L'échéance approche. Depuis l'annonce de l'entrée en vigueur au 1er janvier 2020 de la règlementation sur les carburants à faible niveau de soufre, les doutes et les hypothèses continuent d'aller bon train. Quels impacts « l’OMI 2020 » va-t-il avoir sur le secteur ? Comment les armateurs vont-ils réagir ?
Pour Paul Tourret, le directeur de l'Isemar, qui s'adressait en novembre 2019 à Marseille aux membres du Propeller Club : « Il reste deux mois aux armateurs pour choisir ». Pour se préparer aux nouvelles contraintes environnementales, certains acteurs mondiaux du secteur ont déjà commencé à prendre des mesures. Selon lui, la décarbonisation représente un véritable défi. Quatre solutions s'offrent aujourd'hui aux armateurs, rappelle-t-il. Ils peuvent avoir recours au fuel désulfurisé (LFSO), à un fuel lourd plus léger, comme le gasoil marin (MDO), ou un carburant alternatif tel que le gaz naturel liquéfié (GNL) qui présente un avantage pour les particules fines mais pas pour le CO2. Enfin, la dernière alternative est de continuer à utiliser un carburant à haute teneur en soufre. Dans ce cas, ils doivent équiper leurs navires de scrubbers (« épurateurs de fumées », en français).
Les contours du nouveau schéma ont déjà commencé à se dessiner. Selon le dirigeant de l'Isemar : « On rentre dans un zone grise technologique en matière de carburant puisqu'on passe d'une teneur en soufre de 0,5 % à 0,1 %. Le schéma du début 2020 ne sera pas celui de quelques années après ».
Une reconfiguration a commencé
En attendant le 1er janvier 2020, la reconfiguration mondiale en matière de carburant a commencé. Dans le secteur du conteneur, le nombre de navires propulsés au GNL ne s'élève qu'à une centaine. « Ce qui est très peu », juge Paul Tourret pour lequel « il n'y a guère que CMA CGM qui ait marqué son intérêt pour ce type de carburant alternatif » avec ses dernières commandes et ses premières livraisons. « MSC en reste au carburant traditionnel. Quant à l'Allemand Hapag-Lloyd, il semble se poser la question ». Du côté roulier, le dirigeant de l'institut nazairien estime : « On a tendance à ne pas investir ».
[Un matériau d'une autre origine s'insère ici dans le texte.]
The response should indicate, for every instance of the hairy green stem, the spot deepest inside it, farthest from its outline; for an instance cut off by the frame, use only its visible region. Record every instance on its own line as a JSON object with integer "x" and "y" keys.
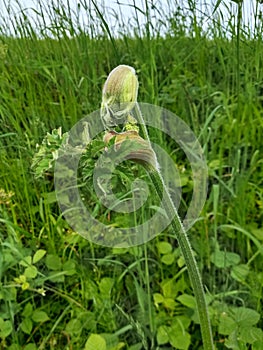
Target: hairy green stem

Le nombre de scrubbers équipant les cheminées des navires cellularisés représente aujourd'hui dans le monde une centaine de dispositifs. Après avoir évoqué le cas de Neoline et son projet de navires à propulsion vélique (https://www.neoline.eu/), il évoque l'hydrogène, un carburant alternatif mais qui prend dix fois plus de place que le fuel et émet lui aussi du CO2.
En matière de prix, Paul Tourret estime que l'écart entre les 400 USD la tonne fuel lourd (HFO) et les 600 USD la tonne de LSFO, la « bascule » se chiffrera à 200 USD pour un armateur. Il évalue à environ 300 millions de tonnes la consommation mondiale dans l'industrie maritime et indique que certains acteurs du shipping grecs ne croient pas à la nouvelle réglementation.
Côté particules fines, des ports ont déjà déployé des efforts pour les combattre. Tel est le cas, selon lui, de Gênes, Barcelone et Marseille. Et il ajoute : « Rotterdam et Amsterdam sont responsables de 90 % des particules sur les zones côtières aux Pays-Bas ».